Wide frequency-range acceleration using second harmonic RF bucket in fixed field accelerators

Abstract

We propose a novel acceleration scheme for fixed-field accelerators (FFAs), in which RF buckets with harmonic numbers $h = 1$ and $h = 2$ are time-sequenced to form a single, continuous acceleration path. This approach completes acceleration in two RF frequency sweeps, thereby reducing the total frequency sweep range and shortening the repetition period. The feasibility of this method is demonstrated through longitudinal simulations based on parameters of the FFA at the Institute for Integrated Radiation and Nuclear Science, Kyoto University (KURNS). We also establish operational conditions under which the second harmonic RF bucket remains stable and practically usable.

Figures (10)

• Figure 1: Normalized revolution frequencies in a scaling FFA plotted as a function of $\beta\gamma$. Each curve was normalized so that its maximum or asymptotic value was 1. Different colors indicate different values of the field index $k$.
• Figure 2: Ratio of one-turn energy gains, $\Delta E_2/\Delta E_1$, as a function of the dimensionless synchronous momentum $\beta\gamma$, in the below-transition regime.
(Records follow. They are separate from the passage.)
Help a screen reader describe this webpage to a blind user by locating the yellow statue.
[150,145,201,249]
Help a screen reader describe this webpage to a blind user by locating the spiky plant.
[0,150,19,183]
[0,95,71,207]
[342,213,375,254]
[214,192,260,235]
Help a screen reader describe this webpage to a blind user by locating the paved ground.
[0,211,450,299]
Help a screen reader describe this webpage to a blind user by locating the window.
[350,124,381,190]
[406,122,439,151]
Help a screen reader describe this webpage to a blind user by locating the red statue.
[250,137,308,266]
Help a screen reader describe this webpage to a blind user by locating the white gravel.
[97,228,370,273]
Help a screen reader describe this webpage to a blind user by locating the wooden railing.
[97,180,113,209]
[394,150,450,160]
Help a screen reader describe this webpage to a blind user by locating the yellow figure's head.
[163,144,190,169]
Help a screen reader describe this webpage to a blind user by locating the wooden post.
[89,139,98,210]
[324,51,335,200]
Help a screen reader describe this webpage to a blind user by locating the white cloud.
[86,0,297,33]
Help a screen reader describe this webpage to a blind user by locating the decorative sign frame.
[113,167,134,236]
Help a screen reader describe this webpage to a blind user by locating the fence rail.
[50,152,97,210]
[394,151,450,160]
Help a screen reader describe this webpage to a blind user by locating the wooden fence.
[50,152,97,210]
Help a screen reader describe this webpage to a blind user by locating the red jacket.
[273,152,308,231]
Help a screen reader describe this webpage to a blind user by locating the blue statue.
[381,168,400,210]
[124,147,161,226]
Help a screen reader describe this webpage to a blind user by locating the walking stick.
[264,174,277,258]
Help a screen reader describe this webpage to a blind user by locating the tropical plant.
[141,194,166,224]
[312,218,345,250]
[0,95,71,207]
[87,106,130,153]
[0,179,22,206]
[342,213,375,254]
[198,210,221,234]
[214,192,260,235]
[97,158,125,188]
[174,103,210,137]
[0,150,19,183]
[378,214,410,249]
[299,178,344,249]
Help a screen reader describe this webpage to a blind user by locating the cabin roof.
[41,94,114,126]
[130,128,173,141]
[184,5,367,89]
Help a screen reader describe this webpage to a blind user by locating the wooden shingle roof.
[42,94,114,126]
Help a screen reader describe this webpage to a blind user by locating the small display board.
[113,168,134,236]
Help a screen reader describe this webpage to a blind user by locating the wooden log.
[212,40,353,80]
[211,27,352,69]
Different colors indicate different values of the field index $k$.
• Figure 3: Comparison of longitudinal acceptances between $h=1$ and general $h$, plotted as a function of $R_h$.
• Figure 4: Simulated RF pattern: (A) frequency; (B) RF amplitude (solid line) and synchronous phase (dashed line).
• Figure 5: Synchronous energies as a function of time for $h = 1$, 2, 4, and 8. Each curve shows the evolution of the synchronous particle's kinetic energy under the RF pattern in Fig. \ref{['fig:SimRfPattern']}.